OM atenta às substituições abusivas nas farmácias
 
Relativamente à despesa com medicamentos, José Manuel Silva aponta que embora o preço médio por embalagem de medicamentos genéricos prescritos tenha vindo a diminuir, “o preço faturado tem vindo progressivamente a aumentar”.

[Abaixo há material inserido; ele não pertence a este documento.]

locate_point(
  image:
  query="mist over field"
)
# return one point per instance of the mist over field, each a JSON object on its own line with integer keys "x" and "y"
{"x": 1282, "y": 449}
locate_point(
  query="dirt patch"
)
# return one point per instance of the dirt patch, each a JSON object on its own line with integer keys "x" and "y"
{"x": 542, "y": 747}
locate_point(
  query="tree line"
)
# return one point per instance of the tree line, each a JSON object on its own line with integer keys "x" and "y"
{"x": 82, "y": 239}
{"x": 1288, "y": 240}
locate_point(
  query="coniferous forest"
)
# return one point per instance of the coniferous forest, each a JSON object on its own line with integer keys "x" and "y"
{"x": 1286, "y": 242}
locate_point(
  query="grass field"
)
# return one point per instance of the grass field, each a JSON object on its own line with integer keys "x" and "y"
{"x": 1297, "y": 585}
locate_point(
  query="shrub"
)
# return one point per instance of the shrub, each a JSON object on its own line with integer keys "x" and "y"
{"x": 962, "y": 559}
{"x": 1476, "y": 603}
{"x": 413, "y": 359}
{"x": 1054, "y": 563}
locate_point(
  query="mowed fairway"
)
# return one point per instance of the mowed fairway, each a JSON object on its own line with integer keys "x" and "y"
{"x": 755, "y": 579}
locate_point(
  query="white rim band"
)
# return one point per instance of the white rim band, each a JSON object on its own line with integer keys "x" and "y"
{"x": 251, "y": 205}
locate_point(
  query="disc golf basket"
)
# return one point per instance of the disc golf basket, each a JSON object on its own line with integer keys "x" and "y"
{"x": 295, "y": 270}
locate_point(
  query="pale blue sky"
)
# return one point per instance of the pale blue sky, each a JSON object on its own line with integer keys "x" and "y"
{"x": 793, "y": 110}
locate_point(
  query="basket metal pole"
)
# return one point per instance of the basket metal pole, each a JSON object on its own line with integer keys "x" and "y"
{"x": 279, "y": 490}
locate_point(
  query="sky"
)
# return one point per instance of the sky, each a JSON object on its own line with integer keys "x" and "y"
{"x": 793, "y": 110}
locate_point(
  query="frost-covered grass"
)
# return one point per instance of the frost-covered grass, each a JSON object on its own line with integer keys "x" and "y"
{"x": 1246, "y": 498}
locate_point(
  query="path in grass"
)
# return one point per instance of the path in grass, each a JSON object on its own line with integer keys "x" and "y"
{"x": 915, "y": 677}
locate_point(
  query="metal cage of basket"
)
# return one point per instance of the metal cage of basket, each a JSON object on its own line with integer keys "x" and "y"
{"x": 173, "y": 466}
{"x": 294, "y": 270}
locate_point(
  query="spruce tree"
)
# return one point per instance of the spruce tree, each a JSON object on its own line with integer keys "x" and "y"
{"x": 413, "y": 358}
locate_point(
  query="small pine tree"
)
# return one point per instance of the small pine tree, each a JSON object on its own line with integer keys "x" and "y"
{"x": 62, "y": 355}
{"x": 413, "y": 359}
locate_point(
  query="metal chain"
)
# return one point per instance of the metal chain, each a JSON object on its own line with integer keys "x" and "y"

De acordo com dados de um agrupamento de centros de saúde (ACES), os custos imputados à prescrição estão 20% acima daquilo que é prescrito, em virtude “dos fatores que inquinam a dispensa de medicamentos na farmácia”. Estes dados demonstram inequivocamente que “a Ordem dos Médicos tem toda a razão em se queixar desta realidade”. Nesse sentido, José Manuel Silva pede a todos os médicos que reportem à OM, com factos, “as substituições abusivas nas farmácias”.
 
Médicos no desemprego a curto prazo
 
Noutra ordem de ideias, José Manuel Silva revelou que um estudo encomendado pela OM à Universidade de Coimbra mostra que “vamos ter milhares de médicos no desemprego a curto prazo”. Por esse motivo, “defendemos que os numerus clausus sejam repensados”. Este ano, por exemplo, “já não vamos ter vagas de especialidade para todos os candidatos”.
Não há mais espaço de formação mas, “apesar de termos vindo a chamar a atenção para esse facto desde há muito tempo, infelizmente o governo não lhe dá a atenção que merece”.